On Thu, Dec 22, 2016 at 08:01:46PM -0600, drlegendre . wrote:
"The Z80 had more players and more names than all
the rest"
And yet it was essentially a bit-player in the days of
the 'home computer'
revolution - at least in the US. CBM, Apple, Atari - the three big names in
home computers, all went with the 6502 family. And perhaps even more
importantly, so did Nintendo, in the NES. The main use of Z80 in US home
computing was in the absurdly small Timex / Sinclair ZX80 series - with their
awful cramped membrane keyboards and seriously limited sound & video.
The "at least in the US" caveat is important :)

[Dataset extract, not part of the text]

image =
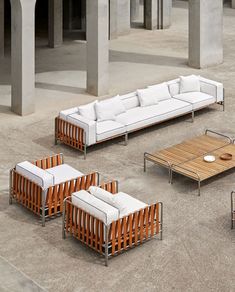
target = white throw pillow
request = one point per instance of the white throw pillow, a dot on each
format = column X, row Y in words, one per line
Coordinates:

Sinclair's Z80-based ZX Spectrum was outrageously successful in the UK. Every
teenage bedroom seemed to have one by the late 1980s. The various 6502-based
machines from Acorn and Commodore were relatively uncommon, and I've seen
exactly one Apple II.
People who know Uncle Clive's unwillingness to spend a penny more than he has
to on bulding computers may wonder why they selected the relatively expensive
Z80 over the 6502, but it was because they managed to trick the Z80's
address-fetcting and instruction decoding cycle into generating video on the
ZX80 and ZX81, and thus saved more money elsewhere. It wasn't until the
Spectrum that they bothered with DMA like proper computers, and then didn't
*need* to stick with the Z80, but chose to keep it anyway.